Хирристрину всё-таки удалось набрать сто человек, но оратором назначили не его, так как у учёного голос был пискливый и слабый.

— Я, Кон Атаронс, от имени ста двенадцати граждан вношу поправку к закону Урса Ликарина.

— Ты, гражданин, должен вносить поправку от своего имени. Если же ты внутренне не совсем согласен с нею, на первый раз мы разрешим выдвинувшим тебя гражданам назначить другого оратора, а в дальнейшем будем просто лишать слова.

— Хорошо. Поправка Кона Атаронса, поддержанная ещё сто одиннадцатью гражданами. Внести в число основных понятий "гуманность".

Тут из рядов Сената вышел Чир Стригонсор, сенатор, глава гильдии купцов, бывший управляющий имениями принца Атара в Империи.

— Претор и Державный Народ! Я прошу в некоторое нарушение нашего порядка позволить прокомментировать эту поправку мне, который вносил её в Сенате. Я был убеждён аргументами Однорукого, что честь и справедливость порою безжалостны, а совесть умеряет эту безжалостность. Так что эта поправка разрушает сам смысл закона.

— Я тоже убеждён и снимаю поправку, — произнёс оратор.

Закон был немедленно поставлен на голосование. Все граждане отошли за линию "Да", лишь Хирристрин — в противоположную сторону. Тут попросил слова царь.

— Гражданин, который решил один проголосовать против всего народа, заслуживает, чтобы его мотивы были выслушаны. Я задаю Хирристрину вопрос: "Почему ты, гражданин, решил голосовать против?"
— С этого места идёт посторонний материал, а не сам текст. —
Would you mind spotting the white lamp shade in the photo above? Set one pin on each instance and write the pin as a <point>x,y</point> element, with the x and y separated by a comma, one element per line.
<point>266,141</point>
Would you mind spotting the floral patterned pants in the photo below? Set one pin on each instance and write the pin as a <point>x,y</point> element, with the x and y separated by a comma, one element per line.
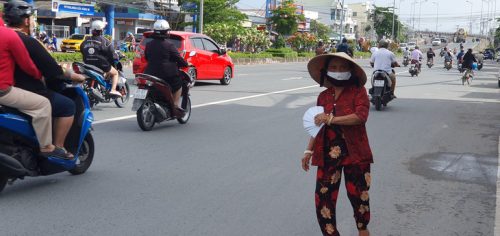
<point>357,182</point>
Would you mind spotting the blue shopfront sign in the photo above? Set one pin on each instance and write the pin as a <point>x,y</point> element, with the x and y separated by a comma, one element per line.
<point>82,10</point>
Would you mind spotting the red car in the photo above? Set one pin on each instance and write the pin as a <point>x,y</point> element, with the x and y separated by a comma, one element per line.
<point>209,61</point>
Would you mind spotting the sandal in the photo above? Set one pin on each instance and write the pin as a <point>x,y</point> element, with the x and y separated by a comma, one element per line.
<point>58,152</point>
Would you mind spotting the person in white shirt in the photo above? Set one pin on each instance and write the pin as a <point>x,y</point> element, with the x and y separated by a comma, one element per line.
<point>416,56</point>
<point>385,60</point>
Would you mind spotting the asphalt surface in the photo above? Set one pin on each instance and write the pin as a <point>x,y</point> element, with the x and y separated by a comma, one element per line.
<point>234,168</point>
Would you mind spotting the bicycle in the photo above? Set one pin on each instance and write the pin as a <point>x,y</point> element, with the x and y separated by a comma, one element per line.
<point>467,77</point>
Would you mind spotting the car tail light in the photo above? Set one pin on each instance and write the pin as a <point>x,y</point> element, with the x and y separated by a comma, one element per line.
<point>77,69</point>
<point>142,82</point>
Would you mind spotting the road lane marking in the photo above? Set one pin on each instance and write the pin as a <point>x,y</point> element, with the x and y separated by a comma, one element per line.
<point>292,78</point>
<point>497,208</point>
<point>213,103</point>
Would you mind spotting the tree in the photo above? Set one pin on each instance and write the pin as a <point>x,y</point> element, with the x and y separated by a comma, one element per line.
<point>285,19</point>
<point>321,30</point>
<point>217,11</point>
<point>382,22</point>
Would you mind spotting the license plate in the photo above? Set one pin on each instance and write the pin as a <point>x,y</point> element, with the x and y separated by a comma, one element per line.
<point>137,103</point>
<point>141,93</point>
<point>378,83</point>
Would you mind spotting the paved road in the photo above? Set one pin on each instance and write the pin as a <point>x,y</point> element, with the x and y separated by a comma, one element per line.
<point>234,168</point>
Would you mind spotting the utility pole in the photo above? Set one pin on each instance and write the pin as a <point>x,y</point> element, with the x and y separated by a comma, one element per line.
<point>393,20</point>
<point>201,16</point>
<point>342,15</point>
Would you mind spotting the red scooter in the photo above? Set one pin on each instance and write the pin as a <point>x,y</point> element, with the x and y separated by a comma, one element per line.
<point>154,101</point>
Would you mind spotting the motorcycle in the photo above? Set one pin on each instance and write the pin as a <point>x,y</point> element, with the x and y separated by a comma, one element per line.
<point>430,63</point>
<point>447,65</point>
<point>406,61</point>
<point>414,71</point>
<point>19,147</point>
<point>98,88</point>
<point>154,102</point>
<point>381,89</point>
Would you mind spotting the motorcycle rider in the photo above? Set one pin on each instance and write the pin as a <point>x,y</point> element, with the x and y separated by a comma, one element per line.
<point>99,51</point>
<point>406,54</point>
<point>13,53</point>
<point>385,60</point>
<point>164,61</point>
<point>430,56</point>
<point>416,56</point>
<point>18,15</point>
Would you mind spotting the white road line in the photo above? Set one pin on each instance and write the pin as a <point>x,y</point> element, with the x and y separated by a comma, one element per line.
<point>213,103</point>
<point>497,208</point>
<point>292,78</point>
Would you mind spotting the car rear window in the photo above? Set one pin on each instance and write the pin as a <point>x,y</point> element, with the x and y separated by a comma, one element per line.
<point>77,36</point>
<point>177,41</point>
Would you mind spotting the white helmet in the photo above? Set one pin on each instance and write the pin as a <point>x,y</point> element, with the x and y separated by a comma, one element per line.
<point>97,25</point>
<point>161,25</point>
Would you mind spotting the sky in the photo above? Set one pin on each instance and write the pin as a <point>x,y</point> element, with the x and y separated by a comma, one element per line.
<point>450,13</point>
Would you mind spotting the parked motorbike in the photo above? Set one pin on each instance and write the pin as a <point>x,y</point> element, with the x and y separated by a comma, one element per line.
<point>98,87</point>
<point>447,65</point>
<point>381,89</point>
<point>19,147</point>
<point>154,103</point>
<point>414,71</point>
<point>406,61</point>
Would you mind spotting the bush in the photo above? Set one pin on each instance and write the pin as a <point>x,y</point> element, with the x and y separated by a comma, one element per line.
<point>307,54</point>
<point>236,55</point>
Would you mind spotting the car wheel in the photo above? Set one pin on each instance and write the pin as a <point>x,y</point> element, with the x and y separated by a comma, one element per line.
<point>226,80</point>
<point>192,73</point>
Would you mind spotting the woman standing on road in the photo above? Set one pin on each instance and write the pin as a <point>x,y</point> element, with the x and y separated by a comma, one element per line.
<point>342,143</point>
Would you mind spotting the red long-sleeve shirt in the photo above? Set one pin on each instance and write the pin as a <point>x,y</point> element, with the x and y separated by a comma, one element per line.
<point>12,52</point>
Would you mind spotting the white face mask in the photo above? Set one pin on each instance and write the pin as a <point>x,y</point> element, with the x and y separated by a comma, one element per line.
<point>339,75</point>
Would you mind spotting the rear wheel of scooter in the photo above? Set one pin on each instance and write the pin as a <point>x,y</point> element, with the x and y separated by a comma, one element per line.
<point>187,110</point>
<point>378,103</point>
<point>125,91</point>
<point>85,156</point>
<point>226,80</point>
<point>3,182</point>
<point>145,116</point>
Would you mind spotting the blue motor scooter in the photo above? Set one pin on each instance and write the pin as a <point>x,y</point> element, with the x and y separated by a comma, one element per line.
<point>19,147</point>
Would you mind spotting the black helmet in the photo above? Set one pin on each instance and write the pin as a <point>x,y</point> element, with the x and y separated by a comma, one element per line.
<point>14,11</point>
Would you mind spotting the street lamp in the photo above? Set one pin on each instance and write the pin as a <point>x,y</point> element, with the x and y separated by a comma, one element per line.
<point>470,17</point>
<point>419,13</point>
<point>437,13</point>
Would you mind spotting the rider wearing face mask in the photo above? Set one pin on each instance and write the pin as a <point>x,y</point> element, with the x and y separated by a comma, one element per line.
<point>385,60</point>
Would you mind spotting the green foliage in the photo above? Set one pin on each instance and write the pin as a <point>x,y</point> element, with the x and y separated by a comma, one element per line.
<point>237,55</point>
<point>280,42</point>
<point>382,22</point>
<point>217,11</point>
<point>321,30</point>
<point>302,41</point>
<point>285,19</point>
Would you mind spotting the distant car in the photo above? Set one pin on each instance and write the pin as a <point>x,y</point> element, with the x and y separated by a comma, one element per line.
<point>412,45</point>
<point>72,44</point>
<point>403,46</point>
<point>489,53</point>
<point>208,60</point>
<point>436,42</point>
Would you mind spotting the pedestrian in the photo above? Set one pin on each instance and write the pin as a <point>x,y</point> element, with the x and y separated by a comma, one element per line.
<point>342,143</point>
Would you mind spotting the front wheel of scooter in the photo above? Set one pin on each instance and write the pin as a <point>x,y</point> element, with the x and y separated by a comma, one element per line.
<point>121,101</point>
<point>378,103</point>
<point>145,115</point>
<point>85,156</point>
<point>187,110</point>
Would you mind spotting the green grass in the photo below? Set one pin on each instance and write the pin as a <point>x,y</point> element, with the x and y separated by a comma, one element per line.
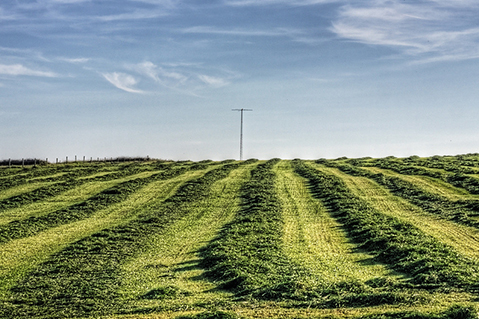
<point>253,239</point>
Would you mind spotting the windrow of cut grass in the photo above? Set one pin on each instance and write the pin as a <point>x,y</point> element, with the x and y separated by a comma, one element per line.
<point>465,212</point>
<point>83,279</point>
<point>463,239</point>
<point>246,257</point>
<point>397,243</point>
<point>120,192</point>
<point>62,183</point>
<point>314,239</point>
<point>166,276</point>
<point>19,257</point>
<point>451,173</point>
<point>249,257</point>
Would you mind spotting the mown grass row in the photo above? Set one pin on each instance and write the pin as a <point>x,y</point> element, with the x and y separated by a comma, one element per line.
<point>83,279</point>
<point>248,258</point>
<point>118,193</point>
<point>64,183</point>
<point>394,242</point>
<point>462,211</point>
<point>452,173</point>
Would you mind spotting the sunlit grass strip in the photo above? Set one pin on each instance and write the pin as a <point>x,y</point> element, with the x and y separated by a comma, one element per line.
<point>397,243</point>
<point>17,257</point>
<point>166,275</point>
<point>64,200</point>
<point>452,173</point>
<point>462,239</point>
<point>120,192</point>
<point>462,211</point>
<point>247,255</point>
<point>60,184</point>
<point>83,279</point>
<point>314,239</point>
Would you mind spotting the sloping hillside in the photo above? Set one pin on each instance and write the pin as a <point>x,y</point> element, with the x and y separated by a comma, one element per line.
<point>344,238</point>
Хирристрин поднялся на трибунал и срывающимся, неубедительным голосом произнёс:

— Этот закон годится лишь для шайки мафиози, а не для цивилизованного государства. Вся цивилизация стоит на главенстве законов, а не на прихоти граждан. Приняв этот закон, мы с необходимостью приходим к системе, просматривающейся в остальных законах. Нет судей. Суд практически сводится к линчеванию. Громадные права магистратов. Да что там, каждый гражданин имеет право решать и приводить свой единоличный приговор в исполнение, лишь бы потом объяснил свои действия и его объяснения были приняты. Что же произойдёт, когда такие неумеренные права граждан столкнутся со столь же неумеренными прерогативами магистратов? В какое беззаконие мы катимся?

Царь, выслушав Хирристрина, внёс уточнение к регламенту.

— Прошу народ назначить глашатая, который повторял бы мощным голосом речи гражданина, призванного отвечать либо обосновывать свою позицию перед народом. Ведь аргументы учёного заслуживают рассмотрения, а не тупого игнорирования по причине слабого голоса. Вот оратор несёт полную ответственность и за свой голос тоже.

Народ одобрил это и вытолкнул на трибунал глашатая. Тот повторил речь Хирристрина.

— Можно ответить мне, как автору закона? — произнёс Урс Ликарин.

— Это твоё право, — подтвердил претор.

— Державный народ! Сюда отправились, может, и не самые лучшие, но самые пассионарные из Старквайи. А другие, кто попал в эту же компанию, зарядились их энергией. Затем нас дополнительно зарядили и сплотили четыре войны и стихийное бедствие. В Империи народ жаждет прежде всего покоя. Люди в большинстве своём с удовольствием предоставляют другим решать за них, лишь бы самому не делать выбор и не брать на себя ответственность. А у нас каждый несёт на себе полное бремя ответственности гражданина и, соответственно, должен иметь все права для его осуществления. Каждый готов в случае необходимости решать сам и вместе с другими равными ему гражданами, открыто принимая на себя все последствия выбора. Зачем же здесь стражники? Зачем здесь судьи? Вот назначенных председательствовать в суде и соблюдать порядок нужно было выбрать, и мы выберем. Граждане моментально остановят магистрата, решившего злоупотребить своими прерогативами. Другое дело, что через три-четыре поколения заряд пассионарности начнёт убывать, если мы не будем поддерживать его столь же суровыми мерами, как Высокородные или гетеры в Империи. Поэтому я вношу поправку к собственному закону: через сто лет обязательно вернуться к его рассмотрению.